В детстве я жила в самом конце длинной дороги — а может, это мне она казалась длинной. Когда я шла домой из школы — сперва из начальной, потом из старших классов, — настоящий, хоть и маленький, город с его суетой, тротуарами и вечерним светом уличных фонарей оставался позади. Границу городка отмечали два моста через реку Мейтленд: один узкий, железный — на нем порой случались скандалы, когда два водителя не могли договориться, кто кому должен уступить; и второй, деревянный пешеходный мостик, у которого иногда не хватало одной планки, и тогда можно было смотреть прямо вниз, в торопливую сверкающую воду. Мне это нравилось, но доску всегда в конце концов заменяли.

За мостами была неглубокая лощина с парой ветхих домишек, которые каждую весну затапливало паводком, но все равно их кто-то заселял — все время разные люди. Потом был еще один мост — через мельничный лоток, узкий, но глубокий, утонуть хватит. Потом дорога раздваивалась — можно было свернуть на юг, перевалить через холм и еще раз пересечь реку, после чего эта дорога превращалась в настоящее шоссе. А можно было пойти по другой дороге и, обогнув участок, где когда-то устраивалась ярмарка, свернуть на запад.

Я сворачивала на запад.

Была еще дорога на север — вдоль нее шел недлинный, но настоящий тротуар и стояли дома, тесно, как в городе. У одного в окне до сих пор висела вывеска «Чай „Салада“» — память о том, что здесь когда-то была продуктовая лавка. За этими домами стояла школа — я проходила в нее целых два года и была бы счастлива больше никогда в жизни ее не видеть. По прошествии этих двух лет мать заставила отца купить старый сарай в городке — так отец становился городским налогоплательщиком и я получала право ходить в городскую школу. Потом оказалось, что это было не обязательно — в тот год и в тот самый месяц, когда я пошла в школу в городе, началась война с Германией, и, словно по волшебству, старая школа — где злые дети отбирали у меня завтрак и угрожали меня побить и где, кажется, никто ничему не учился, потому что учиться в таком хаосе было невозможно, — постепенно сошла на нет. Скоро от нее остался только один класс и один учитель, который, вероятно, даже не запирал двери на перемене. По-видимому, те мальчишки, что все время риторически и пугающе спрашивали, хочу ли я «трахаться», так же стремились выйти на работу, как их старшие братья — уйти на фронт.

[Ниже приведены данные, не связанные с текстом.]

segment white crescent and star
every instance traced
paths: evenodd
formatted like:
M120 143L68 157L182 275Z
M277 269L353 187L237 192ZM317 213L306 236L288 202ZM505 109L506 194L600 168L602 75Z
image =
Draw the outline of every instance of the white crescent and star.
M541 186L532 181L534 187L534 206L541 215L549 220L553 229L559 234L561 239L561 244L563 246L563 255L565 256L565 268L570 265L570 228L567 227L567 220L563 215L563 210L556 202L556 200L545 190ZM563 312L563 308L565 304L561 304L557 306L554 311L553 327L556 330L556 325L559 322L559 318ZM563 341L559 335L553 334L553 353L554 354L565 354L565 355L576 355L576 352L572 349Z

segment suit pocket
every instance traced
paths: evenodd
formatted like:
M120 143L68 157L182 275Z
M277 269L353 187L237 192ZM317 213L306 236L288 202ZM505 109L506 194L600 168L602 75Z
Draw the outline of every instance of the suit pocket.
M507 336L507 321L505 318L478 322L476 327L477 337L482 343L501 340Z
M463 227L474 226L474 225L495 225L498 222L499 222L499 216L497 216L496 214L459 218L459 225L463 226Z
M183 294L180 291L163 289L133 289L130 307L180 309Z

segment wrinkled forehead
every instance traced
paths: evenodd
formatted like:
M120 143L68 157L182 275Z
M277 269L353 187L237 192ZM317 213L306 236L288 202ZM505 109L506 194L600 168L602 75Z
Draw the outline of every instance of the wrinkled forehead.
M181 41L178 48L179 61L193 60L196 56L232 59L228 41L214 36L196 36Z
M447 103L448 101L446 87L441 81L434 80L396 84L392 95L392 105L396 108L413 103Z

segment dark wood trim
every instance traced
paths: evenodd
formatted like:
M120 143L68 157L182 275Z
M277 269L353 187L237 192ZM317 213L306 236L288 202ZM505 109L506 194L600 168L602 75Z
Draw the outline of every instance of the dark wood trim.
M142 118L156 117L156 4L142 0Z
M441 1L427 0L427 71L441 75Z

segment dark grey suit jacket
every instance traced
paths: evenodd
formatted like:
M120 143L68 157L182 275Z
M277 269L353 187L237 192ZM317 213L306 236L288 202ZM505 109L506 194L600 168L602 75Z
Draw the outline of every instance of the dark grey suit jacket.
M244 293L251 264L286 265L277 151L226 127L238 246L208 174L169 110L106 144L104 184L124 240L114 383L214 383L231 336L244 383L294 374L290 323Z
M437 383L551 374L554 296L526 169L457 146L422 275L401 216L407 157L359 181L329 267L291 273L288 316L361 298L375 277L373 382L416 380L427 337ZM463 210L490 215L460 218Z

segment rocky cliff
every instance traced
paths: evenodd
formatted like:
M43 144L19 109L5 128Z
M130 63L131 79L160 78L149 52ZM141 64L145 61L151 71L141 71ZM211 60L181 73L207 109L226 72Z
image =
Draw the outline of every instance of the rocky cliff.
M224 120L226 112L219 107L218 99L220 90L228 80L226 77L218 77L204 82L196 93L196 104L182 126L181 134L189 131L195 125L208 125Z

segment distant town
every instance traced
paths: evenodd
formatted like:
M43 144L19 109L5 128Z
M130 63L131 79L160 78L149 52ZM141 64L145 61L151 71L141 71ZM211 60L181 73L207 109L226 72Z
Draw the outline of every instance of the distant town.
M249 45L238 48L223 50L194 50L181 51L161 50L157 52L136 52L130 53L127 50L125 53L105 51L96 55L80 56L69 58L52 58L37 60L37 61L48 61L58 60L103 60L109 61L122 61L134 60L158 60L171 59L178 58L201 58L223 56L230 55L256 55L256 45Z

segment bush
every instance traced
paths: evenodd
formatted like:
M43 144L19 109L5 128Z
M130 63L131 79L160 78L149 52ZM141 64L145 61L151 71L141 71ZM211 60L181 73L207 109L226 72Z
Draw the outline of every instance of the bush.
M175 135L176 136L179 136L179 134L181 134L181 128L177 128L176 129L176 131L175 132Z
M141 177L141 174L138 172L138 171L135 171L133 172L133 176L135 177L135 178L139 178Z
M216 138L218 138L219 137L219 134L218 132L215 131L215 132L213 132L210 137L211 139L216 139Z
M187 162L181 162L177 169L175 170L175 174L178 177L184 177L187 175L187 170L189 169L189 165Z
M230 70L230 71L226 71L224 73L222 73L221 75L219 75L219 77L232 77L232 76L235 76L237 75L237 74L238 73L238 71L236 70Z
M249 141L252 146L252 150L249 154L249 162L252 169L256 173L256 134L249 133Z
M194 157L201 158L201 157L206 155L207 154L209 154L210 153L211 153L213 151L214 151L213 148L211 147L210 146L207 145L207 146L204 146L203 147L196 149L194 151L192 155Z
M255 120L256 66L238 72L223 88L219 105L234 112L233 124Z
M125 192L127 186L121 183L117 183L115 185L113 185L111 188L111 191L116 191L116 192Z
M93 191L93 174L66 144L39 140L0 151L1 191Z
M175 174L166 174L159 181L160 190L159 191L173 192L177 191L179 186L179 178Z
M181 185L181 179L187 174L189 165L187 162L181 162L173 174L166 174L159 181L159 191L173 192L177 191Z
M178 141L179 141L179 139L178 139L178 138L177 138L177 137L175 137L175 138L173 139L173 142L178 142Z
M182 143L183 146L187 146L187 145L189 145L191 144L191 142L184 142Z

Не знаю, затронул ли прогресс школьные туалеты, но в мое время они были хуже всего. Конечно, дома мы тоже пользовались выгребной ямой, но у нас туалет, по крайней мере, был чистый и даже с линолеумом на полу. В школе же никто не старался целиться в дыру — то ли чтобы показать свое презрение к окружающим, то ли по какой иной причине. В городе, впрочем, мне тоже пришлось нелегко во многих отношениях — все остальные учились вместе с первого класса, и я многого не знала из того, что знали они, — но каким счастьем был вид незапятнанных туалетных сидений и благородный городской звук воды, текущей в сливном унитазе.